Gérard Longuet a affirmé que six soldats français ont été tués par des éléments infiltrés : « Quantitativement, cela est marginal. Médiatiquement c’est insupportable en termes de crédibilité de l’armée afghane ».

Pas d'infiltration systématique mais des effets pervers

En commission, le Ministre a présenté un plan de riposte immédiate afin de lutter contre ces manœuvres d’infiltration. Les services de renseignement afghans (le NDS) seront désormais présents aux côtés des bataillons de l'armée afghane. Pour des raisons historiques, leur rapprochement s'était jusque là avérait très compliqué. La France a également obtenu que les officiers afghans formés par des Français soient en priorité injectés dans la 3è brigade nationale afghane, sous responsabilité française en Kapisa. Compte tenu de l’augmentation des recrutements, un suivi personnalisé et une maîtrise des recrutements a été demandé. Enfin, les alliés de l'OTAN ont décidé que le recrutement dans l'armée afghane sera ralenti « pour en assurer la qualité ». Sans donner de chiffres précis, le Ministre a affirmé que l’ambition d’une armée afghane de 352.000 hommes sur un rythme de plus de 8.000 recrutements par mois lui semblait inapproprié. 

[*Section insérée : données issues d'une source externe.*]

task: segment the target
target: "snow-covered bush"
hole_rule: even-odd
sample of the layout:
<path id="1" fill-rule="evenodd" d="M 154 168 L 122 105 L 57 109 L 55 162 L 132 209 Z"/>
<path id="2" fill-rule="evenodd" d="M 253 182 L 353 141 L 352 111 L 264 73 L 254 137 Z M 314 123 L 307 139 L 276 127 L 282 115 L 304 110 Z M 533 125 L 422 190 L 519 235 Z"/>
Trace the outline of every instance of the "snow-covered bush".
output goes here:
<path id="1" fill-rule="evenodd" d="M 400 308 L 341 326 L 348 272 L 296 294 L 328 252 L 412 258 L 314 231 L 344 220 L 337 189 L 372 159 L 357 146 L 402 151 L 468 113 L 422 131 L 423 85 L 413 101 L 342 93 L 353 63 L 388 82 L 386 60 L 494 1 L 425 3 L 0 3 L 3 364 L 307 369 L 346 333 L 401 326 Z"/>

« Depuis 15 jours, les autorités afghanes mettent en œuvre ces conseils, unité par unité ». Le Ministre de la Défense a évoqué des actions très concrètes « Un chef de bataillon a fait prendre tous les portables des soldats de son unité pour que le téléphone ne puisse pas servir de moyen d’information ».

Très prudent dans son expression, Gérard Longuet s’était montré plus alarmiste à l’OTAN refusant de parler « d’une infiltration systématique », il n’excluait pas une détérioration de la situation « car les « différents réseaux talibans sont assez avisés sur le plan politique pour savoir que ce type d’action est pernicieux pour l’armée afghane ».
Selon un rapport confidentiel de l'Otan. Les attaques des infiltrations talibanes représentent environ 6% des pertes de la coalition internationale.